Tornano navi e trivelle nel mare di san foca: dopo il pasticcio dello scorso inverno, tap ripete le analisi lungo il tracciato del gasdotto. Duri gli attivisti no tap: “ancora danni alla pesca”

percorso gasdotto TAP

SAN FOCA- Come annunciato, sono stati avviati di buon mattino i nuovi rilievi nel mare di San Foca. La campagna di sondaggi durerà 25 giorni e servirà ad analizzare dal punto di vista geofisico, ambientale e geotecnico le aree marine che dovrebbero essere interessate dal passaggio del gasdotto. Da esplorare un corridoio lungo 4 km, largo 200 metri, a partire dal punto della costa dove è previsto l’approdo del gasdotto. È lì che verranno svolte le analisi geofisiche, anche attraverso la stesura di un cavo sul fondale lungo la rotta da investigare, oltre che la raccolta di campioni di acqua e sedimenti marini per analisi dell’habitat.

È così che Tap rimedia al pasticcio che ha provocato l’ira dell’Arpa Puglia, nella scorsa primavera, quando venne a galla che i precedenti rilievi erano stati eseguiti, nel gennaio scorso, senza rispettare le procedure previste per legge e, dunque, erano da considerarsi inservibili, poiché, in assenza di un tecnico della stessa Arpa, non se ne poteva certificare la provenienza.

Quei rilievi “difformi” sono tra gli elementi alla base del fascicolo d’indagine per danneggiamento ambientale aperto sulla scrivania del sostituto procuratore Antonio Negro.  È per questo che sono ritornate navi e piattaforme nel mare di Melendugno.

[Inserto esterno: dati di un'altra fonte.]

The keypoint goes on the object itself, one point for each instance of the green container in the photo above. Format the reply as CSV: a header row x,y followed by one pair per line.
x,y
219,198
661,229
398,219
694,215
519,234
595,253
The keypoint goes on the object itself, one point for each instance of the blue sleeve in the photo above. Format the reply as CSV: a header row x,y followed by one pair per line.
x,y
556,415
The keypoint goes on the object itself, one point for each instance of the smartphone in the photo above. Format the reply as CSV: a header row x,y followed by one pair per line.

Scatenando anche qualche polemica: nel resoconto della prima giornata, gli attivisti No Tap alzano il polverone: “La Capitaneria di Porto- dicono- allontana le imbarcazioni che si trovavano nella zona delle prospezioni. Chi paga le tasse in Svizzera ha più diritti di chi le paga in Italia. Tutti i natanti che si trovavano davanti a San Basilio,zona di posta per i pescatori di San Foca,sono stati allontanati. Ancora danni per le attività produttive della zona di Melendugno! Cominciano a venire a galla le bugie di TAP e di chi la spalleggia”. Eppure, è stata la stessa multinazionale ad assicurare che, al di là della zona di sicurezza di 100 metri intorno alle imbarcazioni, non ci sarebbero state restrizioni alle attività di pesca.

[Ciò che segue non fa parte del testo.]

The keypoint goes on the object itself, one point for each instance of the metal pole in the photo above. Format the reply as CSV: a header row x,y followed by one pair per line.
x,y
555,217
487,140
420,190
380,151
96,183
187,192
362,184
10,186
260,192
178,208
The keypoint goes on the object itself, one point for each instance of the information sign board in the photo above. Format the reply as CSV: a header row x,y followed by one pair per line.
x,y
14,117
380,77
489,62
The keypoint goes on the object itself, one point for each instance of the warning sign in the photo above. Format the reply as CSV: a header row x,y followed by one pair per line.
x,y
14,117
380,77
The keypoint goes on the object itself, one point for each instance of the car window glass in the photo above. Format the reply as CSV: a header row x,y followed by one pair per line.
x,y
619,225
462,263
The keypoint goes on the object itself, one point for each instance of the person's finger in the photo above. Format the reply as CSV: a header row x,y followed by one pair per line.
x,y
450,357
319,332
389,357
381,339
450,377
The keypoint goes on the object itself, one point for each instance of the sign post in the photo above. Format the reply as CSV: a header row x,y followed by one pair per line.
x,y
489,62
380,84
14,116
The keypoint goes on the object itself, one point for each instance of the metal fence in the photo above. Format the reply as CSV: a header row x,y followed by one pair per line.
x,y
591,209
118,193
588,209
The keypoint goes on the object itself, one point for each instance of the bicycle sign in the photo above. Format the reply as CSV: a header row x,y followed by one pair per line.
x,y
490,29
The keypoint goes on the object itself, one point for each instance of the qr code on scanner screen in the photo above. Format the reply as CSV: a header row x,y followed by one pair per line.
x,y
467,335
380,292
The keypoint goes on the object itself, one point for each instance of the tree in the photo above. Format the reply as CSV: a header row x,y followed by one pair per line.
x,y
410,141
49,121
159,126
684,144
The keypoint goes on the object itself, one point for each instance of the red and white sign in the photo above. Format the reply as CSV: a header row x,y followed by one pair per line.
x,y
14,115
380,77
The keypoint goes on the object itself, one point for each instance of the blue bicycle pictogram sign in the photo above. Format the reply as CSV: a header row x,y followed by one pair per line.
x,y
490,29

Il braccio di ferro continua. E Tap alza il tiro, con l’avvio di una campagna di stampa sulle pagine di quotidiani nazionali come La Repubblica e il Corriere della Sera: belle cartoline del Salento, ulivi, pajare e muretti a secco, per rassicurare sul fatto che “sotto sotto c’è sicurezza”, “intelligenza” e “amore per il paese”, continuando a dire che “verrà attraversata per meno di 10 km nell’area del Salento in maniera invisibile” e che “il progetto porterà sviluppo, milioni di euro per la riqualificazione del territorio, centinaia di posti di lavoro ogni anno”. Così ognuno potrà convincersene. Peccato che tutto questo non sia dimostrato.